C’est d’ailleurs ce qui pourrait se produire dans l’enquête sur l’assassinat de l’avocat pénaliste Antoine Sollacaro, tué le 16 octobre 2012 devant une station-service à Ajaccio. Trois des protagonistes viennent de voir leur mise en examen annulée.

5 Comments

  1. simplette

    photo intéressante

  2. gv

    L’indétermination ne s’arrête peut-être pas là. Le terme “grave“ est-il bien approprié?
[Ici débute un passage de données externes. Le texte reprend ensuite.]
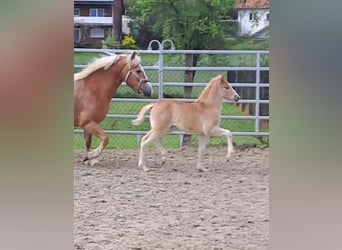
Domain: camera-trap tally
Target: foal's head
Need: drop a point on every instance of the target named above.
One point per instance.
(136, 77)
(227, 91)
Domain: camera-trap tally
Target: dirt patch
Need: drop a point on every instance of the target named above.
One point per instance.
(118, 206)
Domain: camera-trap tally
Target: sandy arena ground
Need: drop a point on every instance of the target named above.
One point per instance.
(118, 206)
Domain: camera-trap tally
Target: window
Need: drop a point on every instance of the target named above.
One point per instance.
(252, 16)
(77, 11)
(96, 12)
(97, 33)
(77, 35)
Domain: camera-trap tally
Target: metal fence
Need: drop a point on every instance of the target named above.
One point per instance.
(165, 69)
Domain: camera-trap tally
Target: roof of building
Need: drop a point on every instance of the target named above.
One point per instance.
(252, 4)
(93, 1)
(81, 20)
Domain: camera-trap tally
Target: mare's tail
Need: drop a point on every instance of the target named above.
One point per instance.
(141, 114)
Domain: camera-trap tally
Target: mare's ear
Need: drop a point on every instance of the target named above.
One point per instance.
(222, 76)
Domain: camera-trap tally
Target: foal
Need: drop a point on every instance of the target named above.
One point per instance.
(201, 117)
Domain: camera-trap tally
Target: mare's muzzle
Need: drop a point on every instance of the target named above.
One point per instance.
(236, 98)
(146, 88)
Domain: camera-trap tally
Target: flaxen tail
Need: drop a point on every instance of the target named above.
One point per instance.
(141, 114)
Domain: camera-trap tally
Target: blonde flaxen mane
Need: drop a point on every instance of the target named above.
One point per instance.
(206, 90)
(102, 62)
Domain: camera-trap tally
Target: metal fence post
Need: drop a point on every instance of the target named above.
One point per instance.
(257, 93)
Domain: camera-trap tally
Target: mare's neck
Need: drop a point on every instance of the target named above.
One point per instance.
(211, 98)
(112, 79)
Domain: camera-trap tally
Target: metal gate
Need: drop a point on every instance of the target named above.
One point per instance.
(165, 68)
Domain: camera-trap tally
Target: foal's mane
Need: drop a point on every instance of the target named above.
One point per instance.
(103, 62)
(205, 92)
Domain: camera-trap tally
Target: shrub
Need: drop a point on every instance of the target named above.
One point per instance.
(128, 42)
(110, 43)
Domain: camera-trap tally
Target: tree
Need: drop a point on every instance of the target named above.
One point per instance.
(118, 7)
(192, 24)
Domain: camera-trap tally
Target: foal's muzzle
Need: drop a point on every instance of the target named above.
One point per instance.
(146, 88)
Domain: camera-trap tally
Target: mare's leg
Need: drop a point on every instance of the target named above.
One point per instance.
(87, 139)
(93, 128)
(217, 131)
(201, 148)
(161, 148)
(149, 137)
Parmi la foule de sens possibles, celui qui semble se rapporter à la question nous donne (CNRTL):
    « Susceptible de conséquences étendues, de suites fâcheuses, dangereuses. »
    … ce qui donnerait à ce terme un caractère de pléonasme dans cette situation (on donnerait des suites fâcheuses à un indice supposé en avoir)
    Ne faudrait-il pas dire “incontestable » (ou assimilé) ou “convergents“: ce qui signifierait « suffisant en lui-même“ ou “pertinent par rapprochement“. Parce que pour en revenir à L’ADN, si on le retrouve dans un viol… n’est-il pas suffisant? … dans ce cas le “ET » supposerait en avoir 2 dans tous les cas.

  3. Anne Guedes

    Très intéressant !
    « Ou’ est le plus souvent exclusif, mais il est par défaut inclusif, ce que négligent les adeptes du « et/ou » (dont je suis..).

    • Boole

      La question des ET et des OU intéresse aussi l’informaticien. Vous savez, cette logique dite « booléenne », du nom d’un mathématicien anglais, fondateur de l’algèbre de la logique.
      Quand on pose une question à une base de données, si on recherche, par exemple, les fruits qui sont OU des pommes, OU des poires, on va trouver des pommes… ET des poires dans les résultats (soit l’un, soit l’autre).
      En revanche, si on recherche des fruits étant des pommes ET des poires, cela ne signifie rien. Ce genre de requête est valable pour d’autres cas : des personnes nées après le 1/1/1950 ET nées avant le 31/12/1951. On obtiendra les personnes nées en 1950… OU en 1951.

      D’un point de vue juridique, on imagine mal le OU étant inclusif. La question semble bien être : existe-t-il OU des indices graves, OU des indices concordants… C’est donc bien soit l’un, soit l’autre – soit évidemment les deux. Qui peut le plus peut le moins…

      Qu’en pensez-vous, chers commentateurs-trices ?

      • azerty

        Si seulement il n’y avait que le « ou ».

        Dans « indices graves OU concordants rendant vraisemblable », il y a aussi « indice », « grave », « concordant » et « vraisemblable ».

        Autant pour « indice » et « concordant » j’imagine que la définition varie peu d’un individu à un autre, autant pour « grave » et « vraisemblable »…

        Mais c’est le grand jeu des « non scientifiques ». Ils inventent des mots sans les définir, font des phrases et posent des questions avec. Et après ils passent des heures, des jours voire des années pour savoir ce que « ceioc fefe htyf » veut bien vouloir dire. Pour certains termes, la durée du débat se mesure même en millénaire (« le bonheur », « la vie »…).